Che cos’è per lei l’innovazione?

Innovazione, nella mia esperienza, è innovazione tecnologica e innovazione sociale. In entrambi i casi penso che si possa parlare di innovazione se c’è un miglioramento della qualità della vita delle persone: il concetto di innovazione non può quindi prescindere da un comportamento etico. Si ha innovazione sociale quando si utilizza una tecnologia che soddisfa i bisogni dei cittadini permettendo di creare reti sul territorio. Il processo richiede  accordi, collaborazione, condivisione, dialogo e comportamenti innovativi da parte di tutti gli attori. Innovazione sociale è poi strettamente legato alle communities, le comunità virtuali che diventano reali, in cui persone con gli stessi interessi si scambiano idee e progettano, organizzano iniziative. L’associazione Women e Technologies è nata così, come network internazionale per dare visibilità alle donne che con il loro lavoro inventano o innovano il futuro, come portale di comunità…

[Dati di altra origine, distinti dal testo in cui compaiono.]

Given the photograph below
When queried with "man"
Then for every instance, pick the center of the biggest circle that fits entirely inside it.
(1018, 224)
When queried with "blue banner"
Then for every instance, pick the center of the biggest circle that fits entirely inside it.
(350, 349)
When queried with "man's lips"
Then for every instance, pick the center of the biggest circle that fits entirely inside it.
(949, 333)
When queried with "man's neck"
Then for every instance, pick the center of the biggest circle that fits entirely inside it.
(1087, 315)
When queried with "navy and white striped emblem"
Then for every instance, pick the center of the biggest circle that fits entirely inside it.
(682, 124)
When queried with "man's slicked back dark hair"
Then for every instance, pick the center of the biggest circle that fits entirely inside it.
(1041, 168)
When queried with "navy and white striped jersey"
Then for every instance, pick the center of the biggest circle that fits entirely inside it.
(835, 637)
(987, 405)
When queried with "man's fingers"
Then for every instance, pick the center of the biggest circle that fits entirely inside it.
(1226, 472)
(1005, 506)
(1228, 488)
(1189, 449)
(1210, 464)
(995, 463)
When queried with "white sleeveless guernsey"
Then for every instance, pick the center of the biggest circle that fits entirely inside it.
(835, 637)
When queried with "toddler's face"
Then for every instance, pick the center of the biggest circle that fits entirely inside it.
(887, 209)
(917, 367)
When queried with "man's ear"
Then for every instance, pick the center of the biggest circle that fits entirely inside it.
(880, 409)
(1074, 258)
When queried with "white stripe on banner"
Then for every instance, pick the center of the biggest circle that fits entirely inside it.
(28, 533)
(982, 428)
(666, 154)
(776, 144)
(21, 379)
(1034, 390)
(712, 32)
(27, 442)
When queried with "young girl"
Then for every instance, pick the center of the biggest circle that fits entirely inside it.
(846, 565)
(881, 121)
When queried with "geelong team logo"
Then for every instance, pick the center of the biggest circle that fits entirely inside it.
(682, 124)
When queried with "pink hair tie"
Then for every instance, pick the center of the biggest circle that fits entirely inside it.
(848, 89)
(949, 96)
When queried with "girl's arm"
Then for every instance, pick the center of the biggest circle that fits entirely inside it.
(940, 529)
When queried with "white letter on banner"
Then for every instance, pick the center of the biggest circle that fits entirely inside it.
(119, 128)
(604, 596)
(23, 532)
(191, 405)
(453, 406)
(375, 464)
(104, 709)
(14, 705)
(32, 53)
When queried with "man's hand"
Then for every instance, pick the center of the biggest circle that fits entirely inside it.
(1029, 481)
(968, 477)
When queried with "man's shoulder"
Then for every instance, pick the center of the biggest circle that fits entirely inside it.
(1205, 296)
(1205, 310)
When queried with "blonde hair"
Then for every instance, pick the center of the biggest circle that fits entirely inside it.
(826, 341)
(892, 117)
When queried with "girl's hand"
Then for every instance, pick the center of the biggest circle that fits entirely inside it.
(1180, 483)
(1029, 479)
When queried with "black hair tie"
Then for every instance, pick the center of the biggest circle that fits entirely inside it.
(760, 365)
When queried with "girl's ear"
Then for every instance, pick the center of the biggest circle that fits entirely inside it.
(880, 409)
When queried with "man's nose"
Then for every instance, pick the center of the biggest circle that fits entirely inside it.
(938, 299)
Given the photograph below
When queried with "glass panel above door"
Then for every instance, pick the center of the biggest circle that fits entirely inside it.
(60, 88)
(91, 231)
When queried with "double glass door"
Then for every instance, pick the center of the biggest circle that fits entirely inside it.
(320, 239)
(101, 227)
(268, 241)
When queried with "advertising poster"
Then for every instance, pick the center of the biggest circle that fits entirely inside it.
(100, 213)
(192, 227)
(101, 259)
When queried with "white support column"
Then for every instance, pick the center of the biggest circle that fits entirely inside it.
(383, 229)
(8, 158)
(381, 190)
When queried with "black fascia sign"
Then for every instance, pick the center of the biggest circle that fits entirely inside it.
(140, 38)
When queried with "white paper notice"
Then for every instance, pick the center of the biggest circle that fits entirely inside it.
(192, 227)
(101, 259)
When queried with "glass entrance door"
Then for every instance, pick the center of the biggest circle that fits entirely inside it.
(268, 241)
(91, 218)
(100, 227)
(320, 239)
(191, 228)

Le tecnologie possono bypassare le difficoltà infrastrutturali? E in che modo?
No, non possono superare il problema della mancanza di infrastrutture digitali e fisiche del nostro paese ma certamente possono  migliorare il mondo dei servizi soprattutto nel rapporto tra cittadini e Pubblica Amministrazione, nell’istruzione, nella cultura,  nel tempo libero ecc (pensa al telesoccorso, ai telecontrolli per la sicurezza, ai musei virtuali, ad esempio)…

Le donne hanno una marcia in più oppure no?
La donne sono empatiche e poi hanno la cultura dell’ascolto, la capacità di sapersi prendere le responsabilità anche senza avere ruolo, l’affidabilità, la capacità di resistere in periodi di crisi (pensiamo alle nostre nonne che gestivano spesso contemporaneamente lutti ,crisi, fatica, lavoro, guerre). Io  però sono per la complementarietà, il mix è straordinario… Poi, non è che devi prendere una donna perché è donna, ma perché è brava!

Qual è la differenza che fa la differenza?
Non vedo una differenza che fa la differenza. Semmai  è la complementarietà tra uomo e donna l’elemento che fa la differenza, sia  nel lavoro che nella gestione familiare.